Past performance or activities are not necessarily indicative of future results, and there can be no assurance that any Fifth Wall Fund will achieve results comparable to those presented herein, or that any Fifth Wall Fund will be able to implement its investment strategies or achieve its investment objectives. A Fifth Wall Funds investment and applicable investment restrictions may differ from those historically employed by Fifth Wall, and economic conditions may differ materially from the conditions under which any other investment fund, investment vehicle or account managed or advised by Fifth Wall has previously invested.

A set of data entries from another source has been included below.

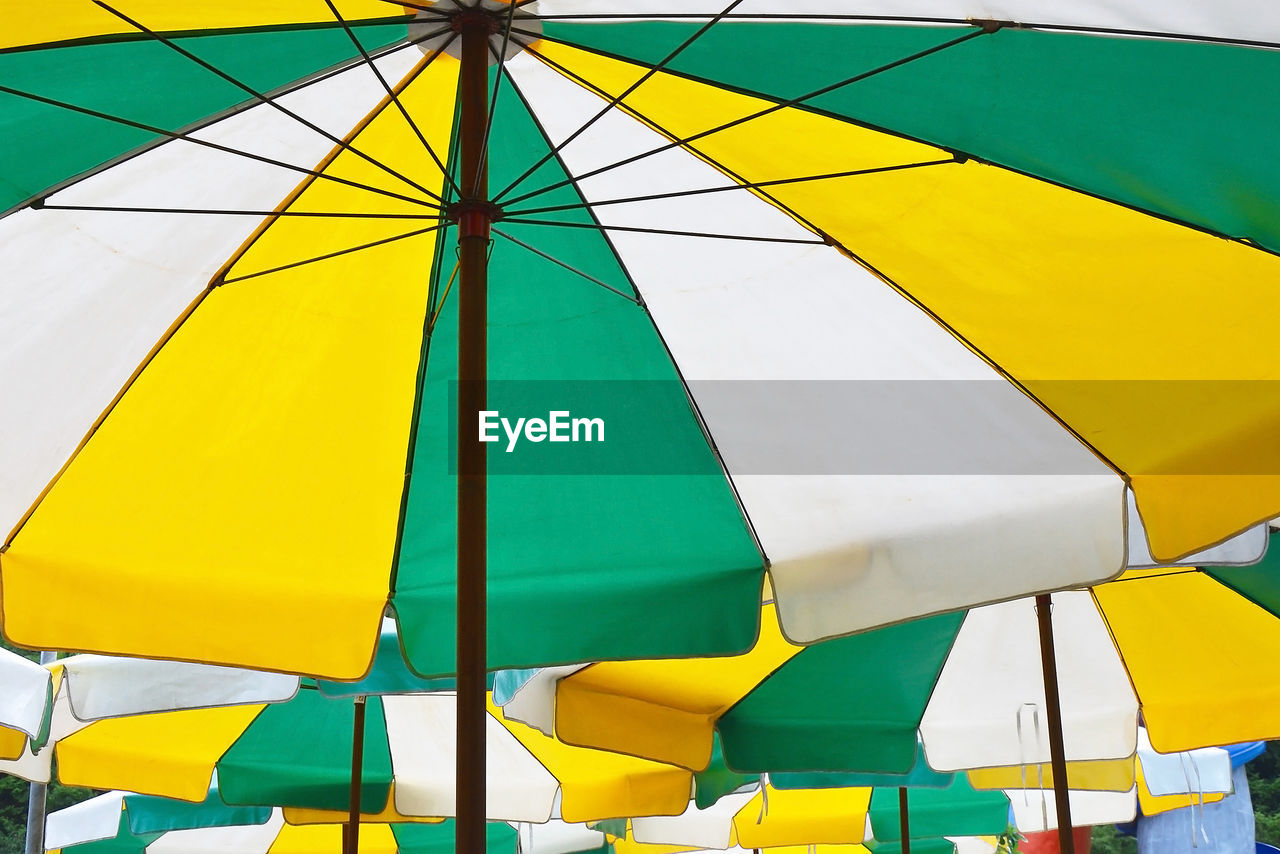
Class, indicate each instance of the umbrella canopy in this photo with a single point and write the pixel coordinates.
(764, 816)
(1184, 645)
(24, 704)
(160, 826)
(865, 298)
(298, 754)
(44, 703)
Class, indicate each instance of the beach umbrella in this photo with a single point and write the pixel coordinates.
(24, 704)
(968, 686)
(722, 237)
(298, 754)
(766, 816)
(45, 703)
(287, 447)
(123, 822)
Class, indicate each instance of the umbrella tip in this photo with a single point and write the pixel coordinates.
(991, 24)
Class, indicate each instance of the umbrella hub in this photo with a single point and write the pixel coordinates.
(474, 217)
(438, 28)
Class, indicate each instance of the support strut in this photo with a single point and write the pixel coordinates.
(1056, 749)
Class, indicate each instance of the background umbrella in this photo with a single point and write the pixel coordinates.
(969, 683)
(826, 135)
(168, 829)
(764, 816)
(65, 695)
(298, 754)
(1037, 259)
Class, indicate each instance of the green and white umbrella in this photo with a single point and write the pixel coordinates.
(128, 823)
(896, 302)
(40, 704)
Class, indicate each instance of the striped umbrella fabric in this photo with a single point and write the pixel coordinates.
(1180, 644)
(298, 756)
(156, 826)
(896, 305)
(44, 703)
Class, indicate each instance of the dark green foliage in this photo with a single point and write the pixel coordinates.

The investments, transactions and operational activities of Fifth Wall contained in this material, if any, are shown for illustrative purposes only of the types of investments, transactions and activities that have historically been undertaken by Fifth Wall, its affiliates and their respective officers, directors, partners, members, employees and/or advisors.
Non-GAAP Financial Measures
This communication, and statements made in connection with this communication, refer to non-GAAP financial measures, including EBITDA, property operating expenses, general and administrative expenses, net operating income, revenue per available space and unleveraged yield. These measures are not prepared in accordance with generally accepted accounting principles in the Unites States of America (GAAP) and have important limitations as analytical tools. Non-GAAP financial measures are supplemental, should only be used in conjunction with results presented in accordance with GAAP and should not be considered in isolation or as a substitute for such GAAP results.